Un Roi sans divertissement (1947) de Jean Giono : le sens du roman

Questions de l’examinateur:

-Quel sens donne Giono au titre Un roi sans divertissement dans son roman ?

-En quoi la dernière partie donne t-elle du sens au roman ?

-En quoi le lecteur doit-il faire un travail d’interprétation pour comprendre le sens du roman ?

-Quel sens donne Giono au titre Un roi sans divertissement dans son roman ?

Jean Giono nous donne un titre énigmatique, le lecteur ne comprend pas dès le début le sens d’ Un roi sans divertissement.
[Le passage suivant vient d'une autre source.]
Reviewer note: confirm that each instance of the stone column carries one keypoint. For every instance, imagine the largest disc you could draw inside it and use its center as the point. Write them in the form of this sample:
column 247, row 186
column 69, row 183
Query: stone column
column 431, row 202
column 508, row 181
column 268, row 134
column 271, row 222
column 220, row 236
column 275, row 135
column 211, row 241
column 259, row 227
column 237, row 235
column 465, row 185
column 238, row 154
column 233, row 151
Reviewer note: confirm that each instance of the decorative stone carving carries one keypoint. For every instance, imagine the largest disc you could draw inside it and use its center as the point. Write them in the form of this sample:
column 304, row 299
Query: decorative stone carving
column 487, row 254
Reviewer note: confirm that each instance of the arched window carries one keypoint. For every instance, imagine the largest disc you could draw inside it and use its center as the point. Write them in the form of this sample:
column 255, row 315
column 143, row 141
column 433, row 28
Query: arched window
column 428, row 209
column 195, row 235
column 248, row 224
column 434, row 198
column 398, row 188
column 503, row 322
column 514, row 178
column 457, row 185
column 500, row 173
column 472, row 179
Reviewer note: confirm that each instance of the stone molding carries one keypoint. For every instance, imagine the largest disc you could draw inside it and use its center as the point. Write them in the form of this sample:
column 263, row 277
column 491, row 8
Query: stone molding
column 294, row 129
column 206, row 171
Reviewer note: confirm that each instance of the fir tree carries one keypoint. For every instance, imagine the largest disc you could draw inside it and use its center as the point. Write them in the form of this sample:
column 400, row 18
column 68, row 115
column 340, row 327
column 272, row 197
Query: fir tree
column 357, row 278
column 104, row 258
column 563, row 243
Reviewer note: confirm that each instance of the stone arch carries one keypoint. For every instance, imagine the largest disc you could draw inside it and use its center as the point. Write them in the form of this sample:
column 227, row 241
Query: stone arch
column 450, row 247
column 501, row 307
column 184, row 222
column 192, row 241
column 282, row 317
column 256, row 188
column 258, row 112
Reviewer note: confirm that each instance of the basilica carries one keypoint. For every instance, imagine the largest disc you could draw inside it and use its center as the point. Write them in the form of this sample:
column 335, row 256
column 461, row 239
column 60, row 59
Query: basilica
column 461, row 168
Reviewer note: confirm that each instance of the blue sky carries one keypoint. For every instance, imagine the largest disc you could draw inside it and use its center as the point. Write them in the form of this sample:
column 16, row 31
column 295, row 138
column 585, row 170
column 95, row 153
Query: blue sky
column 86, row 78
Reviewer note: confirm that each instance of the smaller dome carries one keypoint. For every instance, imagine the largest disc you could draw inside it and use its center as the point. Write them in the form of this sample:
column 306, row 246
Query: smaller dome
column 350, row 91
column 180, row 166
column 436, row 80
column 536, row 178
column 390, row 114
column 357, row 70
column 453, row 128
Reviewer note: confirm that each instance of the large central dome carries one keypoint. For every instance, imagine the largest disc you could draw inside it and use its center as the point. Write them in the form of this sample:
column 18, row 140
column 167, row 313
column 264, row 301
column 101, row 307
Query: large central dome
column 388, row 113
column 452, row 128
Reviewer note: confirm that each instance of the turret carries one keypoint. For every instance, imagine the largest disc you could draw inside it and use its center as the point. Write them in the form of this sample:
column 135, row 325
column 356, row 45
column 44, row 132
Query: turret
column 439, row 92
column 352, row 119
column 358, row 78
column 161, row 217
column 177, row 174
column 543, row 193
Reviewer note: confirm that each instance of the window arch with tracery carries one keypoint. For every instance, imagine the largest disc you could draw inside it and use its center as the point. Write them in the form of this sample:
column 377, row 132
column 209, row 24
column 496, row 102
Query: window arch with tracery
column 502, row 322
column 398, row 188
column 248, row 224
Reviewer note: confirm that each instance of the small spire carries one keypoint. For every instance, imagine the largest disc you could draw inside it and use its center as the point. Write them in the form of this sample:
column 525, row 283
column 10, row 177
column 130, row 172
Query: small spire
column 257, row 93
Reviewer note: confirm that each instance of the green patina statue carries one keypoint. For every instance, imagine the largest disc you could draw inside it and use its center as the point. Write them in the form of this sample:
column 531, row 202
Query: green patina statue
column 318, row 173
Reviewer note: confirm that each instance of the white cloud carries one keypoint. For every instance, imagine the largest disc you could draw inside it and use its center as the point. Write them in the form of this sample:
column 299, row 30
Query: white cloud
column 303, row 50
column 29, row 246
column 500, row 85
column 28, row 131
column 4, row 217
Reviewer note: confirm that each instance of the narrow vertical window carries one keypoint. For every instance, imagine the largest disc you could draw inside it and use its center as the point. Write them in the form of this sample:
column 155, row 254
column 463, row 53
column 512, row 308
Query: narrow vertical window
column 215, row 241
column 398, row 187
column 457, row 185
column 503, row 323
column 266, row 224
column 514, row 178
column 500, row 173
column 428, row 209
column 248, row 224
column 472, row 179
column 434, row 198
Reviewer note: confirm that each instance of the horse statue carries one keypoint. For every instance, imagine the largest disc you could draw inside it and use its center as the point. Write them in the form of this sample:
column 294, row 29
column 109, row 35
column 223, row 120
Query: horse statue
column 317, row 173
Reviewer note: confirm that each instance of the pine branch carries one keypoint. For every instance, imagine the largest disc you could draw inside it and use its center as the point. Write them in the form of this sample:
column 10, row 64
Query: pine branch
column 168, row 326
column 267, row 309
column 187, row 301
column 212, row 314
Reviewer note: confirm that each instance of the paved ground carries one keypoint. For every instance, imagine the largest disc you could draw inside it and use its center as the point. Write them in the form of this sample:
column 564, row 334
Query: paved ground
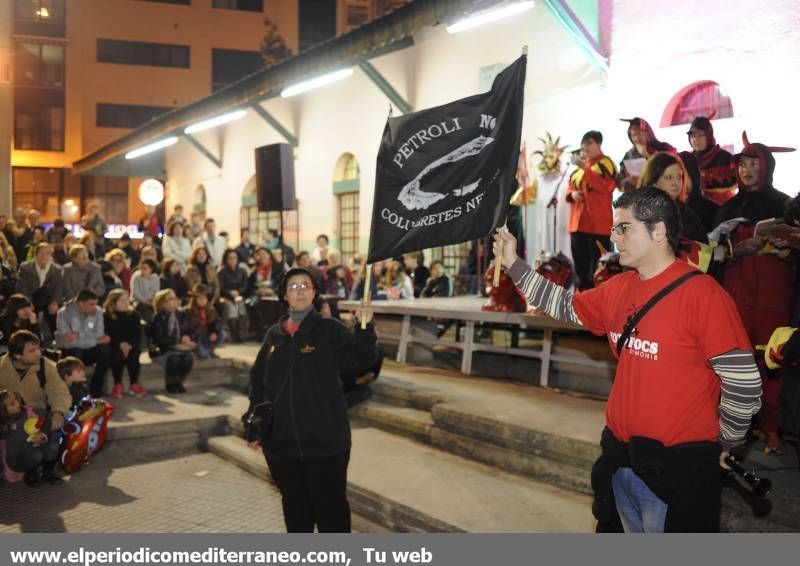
column 197, row 493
C’est au fur et a mesure du texte que le sens s’éclaircie, jusqu’à l’explication de l’auteur a la fin du roman. En effet, Un roi sans divertissement renvoie à la phrase qui clôt le roman : «Un roi sans divertissement est un homme plein de misères », cette phrase est tirée aux Pensées de Pascal.

-En quoi la dernière partie donne t-elle du sens au roman ?

La dernière partie est fondamentale pour comprendre le sens du texte de Giono, c’est dans l’excipit que Langlois dévoile sa fascination pour le sang et la mort. Lors de la battue au loup il execute l’animal de la même façon que le tueur MV dans la première partie : « Langlois lui tira deux coups de pistolet », ce qui s’apparente pour le lecteur a un rituel. Langlois suite a la battue demande également a Anselmie de lui égorger une oie : « coupe lui la tête » par pur plaisir de regarder son sang couler sur la neige. Ce sont c’est deux élèments qui ont en majorité donner sens au roman.

-En quoi le lecteur doit-il faire un travail d’interprétation pour comprendre le sens du roman ?

Giono a volontairement écrit un texte qui n’informe pas le lecteur dès la première lecture. Un travail d’interprétation est donc nécessaire pour comprendre le sens du roman ainsi que le suicide de Langlois a la fin de l’œuvre. « Il l’a tenue par les pattes. Eh bien il l’a regardée saigner dans la neige. » Giono dans cette phrase ne décrit pas clairement les sentiments de Langlois, c’est aux lecteurs de comprendre que Langlois a un goût pour le sang et la mort, et qu’il réalise qu’il devient comme M.V.